Coinciding with the annual meeting of the College Art Association in Los Angeles, The Arts Research Center at UC Berkeley is hosting the offsite working session "Making Time at Human Resources" on February 22, 2012. Participants have been invited to post some brief thoughts on the topic in advance of the event. This guest posting is by Associate Professor of Performance Studies at NYU, Tavia Nyong'o.
I have been mulling the historical and political contexts and consequence of our present fixation with “participation” — as the art world calls it — or “participatory culture” as it is referred to in media and cultural studies. In a well-known essay, Claire Bishop teased out one key assumption: that between participation and democracy. Indeed, participatory democracy, a cherished value of the new left, has received renewed attention due to its presence within the Occupy movement. As just these examples of art-, media-, and decision-making suggest, ‘participation’ concatenates and potentially conflates a wide variety of discrepant theories and practices. It is a more or less unquestioned value that also seems on the way to becoming a dominant structure of feeling. In thinking through this state of affairs, I have been influenced by Jodi Dean’s critique of participation as what she calls a “neoliberal fantasy,” and would even pick up on her cue to connect participation to the genealogy of neoliberal governmentality.
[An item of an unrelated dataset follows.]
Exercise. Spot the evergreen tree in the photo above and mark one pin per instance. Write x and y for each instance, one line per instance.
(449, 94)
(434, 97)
To do so would introduce a Foucauldian dimension to the analysis of participation, like governmentality, as “the conduct of conduct.” How do we mold ourselves into docile, useful bodies in the very process of acting out in concerted or networked agencies? For whom do these agencies accrue value (cultural, political, and monetary)?
I am not interested in wielding Foucault with a broad brush to paint all forms of participation an equal color of grey. But I am invested in a more patient and philosophical investigation into what it is we are doing when we tell ourselves we are participating. And I am equally interested in contemplating the Bartlebyan gesture. Is it still possible, in the era of participation, to “prefer not to”?